Too often in the H-1B visa debate, migrant workers get the blame, according to Chacon.

“If the American people truly believe that these companies are depressing wages by hiring immigrants, why aren’t the American people and politicians pressuring these companies to keep those wages up?” asks Chacon.

The Trump administration has proposed new rules that would tighten the requirements on who can qualify for an H-1B visa. Trager admits there have been some abuses, but overall, he says the program has been successful. Metcalf says he opposes additional restrictions on the visas, but he does favor policies to prevent fraud in the H-1B application and approval process.

The Border Wall
A potential government shutdown looms as Congress and the Trump administration work to resolve their latest battle over how to fund the president’s proposed wall along the U.S.-Mexico border. President Trump wants $5 billion in funding, while Congressional Democrats want to allocate $1.6 billion for border security.

“I think it’s silly,” Trager says of the border wall plan. “It’s 14th-century technology for the modern-day era. There are cheaper, more effective ways to enforce the border.”

Trager and Chacon prefer what they call a “virtual wall” that relies on cameras, drones, and rapid response teams to monitor the southern border. Chacon fears a physical wall will lead desperate migrants to take even more dangerous measures than they already do to try to enter the country.

Goettl calls the notion of a virtual wall “completely unrealistic” for many parts of the border. He contends that would likely end up costing more than a physical wall.

“The Israelis use a wall, and it’s the most effective border barrier that we know of,” Goettl says. “It may be old technology, but sometimes old technology is the best technology.”

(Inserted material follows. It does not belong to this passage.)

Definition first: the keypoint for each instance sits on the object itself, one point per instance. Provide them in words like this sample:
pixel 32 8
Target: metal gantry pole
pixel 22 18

Constructing the border wall could cost as much as $22 billion, according to some estimates. But Metcalf says those costs should be weighed against the potential savings that would result from having a physical barrier. He says it would improve public safety and health, and reduce the number of people who die or become victims of human trafficking when they pay so-called coyotes to smuggle them across the border. Metcalfe adds that the U.S. must have a secure border because the nation simply can’t allow everyone who seeks refuge here to enter and stay in the country.

“If you open the borders, Central America will empty – that’s what will happen,” says Metcalf. “There’s not a better place to live in the world than this place, and we want to keep it that way.”